Caleg Partai Solidaritas Indonesia (PSI), Muannas Alaidid (kanan) bersama pentolan PSI. (Foto: muannasalaidid5017)

Rakyat-Merdeka.co.id - Caleg Partai Solidaritas Indonesia (PSI), Muannas Alaidid berang gara-gara difitnah sebagai anak Dipa Nusantara (DN) Aidit, salah satu tokoh PKI. Muannas melaporkan 40 akun dari sejumlah media sosial ke Polda Metro Jaya, kemarin.

Muannas membeberkan, 40 akun medsos yang dilaporkannya meliputi akun-akun di facebook, instagram, twitter dan nomor HP WA (whatsapp group). Dan beberapa akun anonim. Muannas Alaidid tidak terima disebut sebagai anak DN Aidit, tokoh PKI. Dia melaporkan ke-40 akun medsos itu dengan tuduhan menyebarkan fitnah dan hoaks.

“Semuanya dilaporkan dengan Pasal 27 Ayat 3 Jo Pasal 45 ayat 3 dan atau Pasal Pasal 28 ayat 2 Jo Pasal 45 ayat 2 UU RI No.19 Tahun 2016 Tentang ITE dan atau Pasal 14 dan Pasal 15 UU No. 1 Tahun 1946 Tentang Peraturan Hukum Pidana,” ujarnya. Muannas kesal karena ada satu meme di facebook di-share sampai lebih dari 10 ribu akun. Diakui Muannas, pelaporannya tersebut semata-mata ditujukan agar orang tidak mudah menerima kabar bohong, lalu dengan mudah menyebarkannya. Apalagi, kata dia, menyangkut kehormatan dan martabat orang lain.

“Semua ada konsekuensi hukum yang harus dipertanggungjawabkan. Alaidid ini nama marga dzuriyat atau turunan Nabi Muhammad SAW. Ini tidak hanya saya yang menggunakan, tapi ada jutaan di luar sana memiliki nama sama, tentu mereka sangat dirugikan,” jelasnya.

Ditegaskan, setiap muslim pasti menolak kalau DN Aidit dianggap turunan nabi.

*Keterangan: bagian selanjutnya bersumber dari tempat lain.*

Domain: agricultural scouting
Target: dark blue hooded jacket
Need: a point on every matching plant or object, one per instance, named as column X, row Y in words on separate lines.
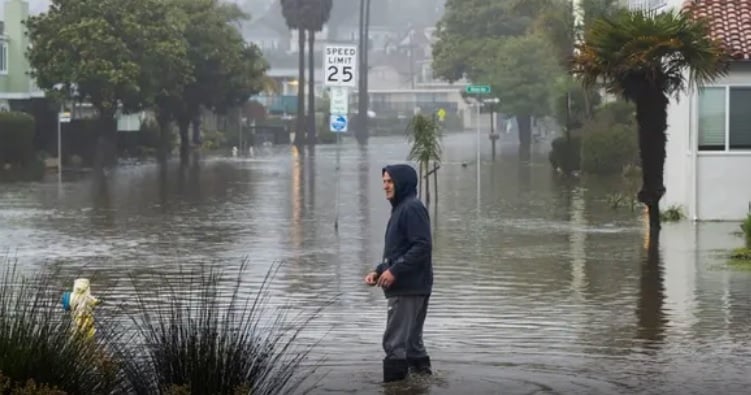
column 407, row 250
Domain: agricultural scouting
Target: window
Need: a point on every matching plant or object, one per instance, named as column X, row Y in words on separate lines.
column 725, row 118
column 3, row 58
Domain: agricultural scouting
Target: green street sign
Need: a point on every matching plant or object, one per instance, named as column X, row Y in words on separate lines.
column 478, row 89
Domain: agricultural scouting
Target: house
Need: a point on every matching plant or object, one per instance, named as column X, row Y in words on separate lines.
column 15, row 81
column 709, row 128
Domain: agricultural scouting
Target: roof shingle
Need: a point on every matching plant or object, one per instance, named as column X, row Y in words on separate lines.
column 729, row 21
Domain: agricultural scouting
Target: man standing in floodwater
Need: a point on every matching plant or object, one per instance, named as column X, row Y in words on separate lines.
column 405, row 274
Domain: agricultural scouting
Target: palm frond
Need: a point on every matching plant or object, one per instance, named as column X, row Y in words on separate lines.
column 634, row 47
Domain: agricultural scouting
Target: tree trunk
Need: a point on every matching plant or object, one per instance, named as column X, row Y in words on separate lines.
column 651, row 118
column 106, row 151
column 435, row 181
column 196, row 123
column 312, row 137
column 183, row 126
column 524, row 122
column 427, row 184
column 300, row 122
column 164, row 131
column 419, row 182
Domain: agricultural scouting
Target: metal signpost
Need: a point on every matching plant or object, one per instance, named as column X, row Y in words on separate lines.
column 478, row 90
column 339, row 75
column 62, row 117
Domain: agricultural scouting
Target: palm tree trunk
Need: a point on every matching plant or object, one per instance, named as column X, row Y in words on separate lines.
column 311, row 89
column 427, row 184
column 435, row 181
column 300, row 122
column 651, row 117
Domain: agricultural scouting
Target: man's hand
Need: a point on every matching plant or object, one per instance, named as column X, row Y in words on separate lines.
column 371, row 278
column 386, row 279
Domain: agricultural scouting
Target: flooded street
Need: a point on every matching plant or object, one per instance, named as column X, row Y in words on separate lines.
column 540, row 286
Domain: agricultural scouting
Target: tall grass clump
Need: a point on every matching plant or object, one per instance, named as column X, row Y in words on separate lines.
column 39, row 353
column 424, row 135
column 202, row 334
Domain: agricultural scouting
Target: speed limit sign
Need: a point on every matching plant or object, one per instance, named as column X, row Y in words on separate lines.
column 340, row 65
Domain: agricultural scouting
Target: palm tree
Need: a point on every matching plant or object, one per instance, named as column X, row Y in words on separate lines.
column 294, row 15
column 424, row 134
column 646, row 59
column 317, row 14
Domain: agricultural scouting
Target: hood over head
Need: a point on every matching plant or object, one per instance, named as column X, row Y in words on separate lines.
column 405, row 181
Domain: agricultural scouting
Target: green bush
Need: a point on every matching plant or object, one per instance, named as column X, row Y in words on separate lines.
column 16, row 138
column 609, row 140
column 746, row 228
column 566, row 154
column 607, row 149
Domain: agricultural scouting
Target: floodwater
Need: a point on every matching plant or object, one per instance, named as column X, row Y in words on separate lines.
column 540, row 286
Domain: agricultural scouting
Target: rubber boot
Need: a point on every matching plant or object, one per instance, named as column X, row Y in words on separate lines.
column 394, row 370
column 420, row 366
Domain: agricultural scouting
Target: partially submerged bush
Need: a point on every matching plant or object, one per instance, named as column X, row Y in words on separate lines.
column 197, row 339
column 38, row 353
column 746, row 228
column 565, row 154
column 672, row 214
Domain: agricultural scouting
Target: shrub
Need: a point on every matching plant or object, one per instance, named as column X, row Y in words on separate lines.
column 672, row 214
column 566, row 154
column 606, row 149
column 38, row 353
column 16, row 138
column 746, row 228
column 197, row 339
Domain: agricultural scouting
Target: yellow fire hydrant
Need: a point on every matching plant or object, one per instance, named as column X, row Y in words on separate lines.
column 81, row 305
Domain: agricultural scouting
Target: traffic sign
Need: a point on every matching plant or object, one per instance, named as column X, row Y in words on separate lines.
column 340, row 65
column 478, row 89
column 339, row 100
column 338, row 123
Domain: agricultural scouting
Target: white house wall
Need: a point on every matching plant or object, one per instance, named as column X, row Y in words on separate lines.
column 721, row 190
column 678, row 152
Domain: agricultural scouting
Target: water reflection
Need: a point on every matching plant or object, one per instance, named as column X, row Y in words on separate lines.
column 539, row 288
column 650, row 309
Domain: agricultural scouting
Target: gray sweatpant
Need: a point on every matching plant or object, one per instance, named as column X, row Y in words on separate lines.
column 402, row 338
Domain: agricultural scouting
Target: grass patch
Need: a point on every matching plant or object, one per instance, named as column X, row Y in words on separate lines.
column 38, row 352
column 200, row 336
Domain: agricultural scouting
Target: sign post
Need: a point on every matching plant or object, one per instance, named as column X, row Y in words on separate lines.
column 339, row 75
column 62, row 117
column 478, row 90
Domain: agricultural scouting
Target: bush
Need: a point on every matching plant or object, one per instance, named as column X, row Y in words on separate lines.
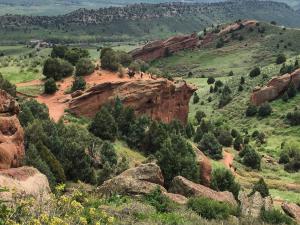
column 251, row 110
column 177, row 157
column 84, row 67
column 265, row 110
column 223, row 180
column 280, row 59
column 255, row 72
column 210, row 209
column 50, row 86
column 274, row 216
column 210, row 145
column 78, row 84
column 261, row 187
column 104, row 125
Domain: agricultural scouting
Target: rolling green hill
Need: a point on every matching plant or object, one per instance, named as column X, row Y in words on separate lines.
column 139, row 22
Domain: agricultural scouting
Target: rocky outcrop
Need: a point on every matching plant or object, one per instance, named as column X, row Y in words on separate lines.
column 252, row 205
column 23, row 181
column 11, row 133
column 160, row 99
column 160, row 49
column 292, row 209
column 275, row 87
column 185, row 187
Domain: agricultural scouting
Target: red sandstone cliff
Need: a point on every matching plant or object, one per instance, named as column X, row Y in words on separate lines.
column 11, row 133
column 159, row 49
column 275, row 87
column 160, row 99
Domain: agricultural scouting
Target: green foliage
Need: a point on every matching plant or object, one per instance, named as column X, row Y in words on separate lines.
column 255, row 72
column 176, row 157
column 50, row 86
column 265, row 110
column 281, row 58
column 210, row 209
column 57, row 68
column 276, row 217
column 161, row 202
column 7, row 86
column 78, row 84
column 223, row 180
column 104, row 125
column 261, row 187
column 84, row 67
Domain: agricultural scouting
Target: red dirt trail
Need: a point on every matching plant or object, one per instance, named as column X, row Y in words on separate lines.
column 58, row 102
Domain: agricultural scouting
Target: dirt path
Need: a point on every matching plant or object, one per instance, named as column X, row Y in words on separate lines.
column 58, row 102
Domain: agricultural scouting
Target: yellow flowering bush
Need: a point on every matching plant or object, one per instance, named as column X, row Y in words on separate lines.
column 63, row 208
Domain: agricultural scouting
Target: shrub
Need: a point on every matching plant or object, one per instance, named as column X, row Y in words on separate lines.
column 251, row 110
column 265, row 110
column 78, row 84
column 280, row 59
column 210, row 209
column 210, row 145
column 84, row 67
column 104, row 125
column 177, row 157
column 255, row 72
column 261, row 187
column 50, row 86
column 274, row 216
column 223, row 180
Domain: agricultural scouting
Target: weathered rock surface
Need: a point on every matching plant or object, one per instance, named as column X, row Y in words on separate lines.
column 24, row 181
column 185, row 187
column 160, row 49
column 252, row 205
column 275, row 87
column 11, row 133
column 135, row 181
column 292, row 209
column 160, row 99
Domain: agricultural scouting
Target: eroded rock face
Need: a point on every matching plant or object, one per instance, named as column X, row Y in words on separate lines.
column 160, row 99
column 24, row 181
column 252, row 205
column 185, row 187
column 11, row 133
column 292, row 209
column 160, row 49
column 275, row 87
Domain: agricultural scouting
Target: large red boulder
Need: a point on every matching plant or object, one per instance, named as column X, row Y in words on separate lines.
column 11, row 133
column 160, row 99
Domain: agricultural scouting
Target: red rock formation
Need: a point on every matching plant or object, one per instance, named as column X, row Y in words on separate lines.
column 159, row 49
column 160, row 99
column 275, row 87
column 11, row 133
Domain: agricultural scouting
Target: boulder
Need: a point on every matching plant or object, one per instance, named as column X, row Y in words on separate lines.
column 11, row 133
column 185, row 187
column 275, row 87
column 135, row 181
column 252, row 205
column 160, row 99
column 23, row 181
column 292, row 209
column 160, row 49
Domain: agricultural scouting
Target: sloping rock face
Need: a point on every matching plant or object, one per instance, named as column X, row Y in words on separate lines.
column 135, row 181
column 252, row 205
column 160, row 99
column 160, row 49
column 11, row 133
column 185, row 187
column 292, row 209
column 24, row 181
column 275, row 87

Karena itu, menuduh dirinya sebagai turunan PKI sama saja dengan menuduh Nabi Muhammad ada hubungannya dengan DN Aidit.  “Jadi ini masalah serius, fitnah keji dan pantas diproses hukum para penyebarnya," tegasnya.

“Saya yakin polisi akan menangkap pelaku penyebaran berita bohong dan kebencian ini, mengingat ancaman pidana ini sangat tinggi lebih dari 5 tahun penjara bahkan sampai 10 tahun,” sambung Muannas.

Diketahui, Muannas akan maju sebagai caleg DPR RI dari Daerah Pemilihan VII Jawa Barat (Jabar ) meliputi Kabupaten Bekasi, Karawang dan Purwakarta. Dia adalah orang yang melaporkan Buni Yani dengan tuduhan menyampaikan ujaran kebencian dalam kapasitas sebagai Ketua Umum Komunitas Advokat Muda Ahok-Djarot (Kotak Badja). Buni Yani divonis dua tahun karena menyebarkan video Basuki Tjahaja Purnama alias Ahok yang sudah tidak utuh lagi alias dipotong-potong.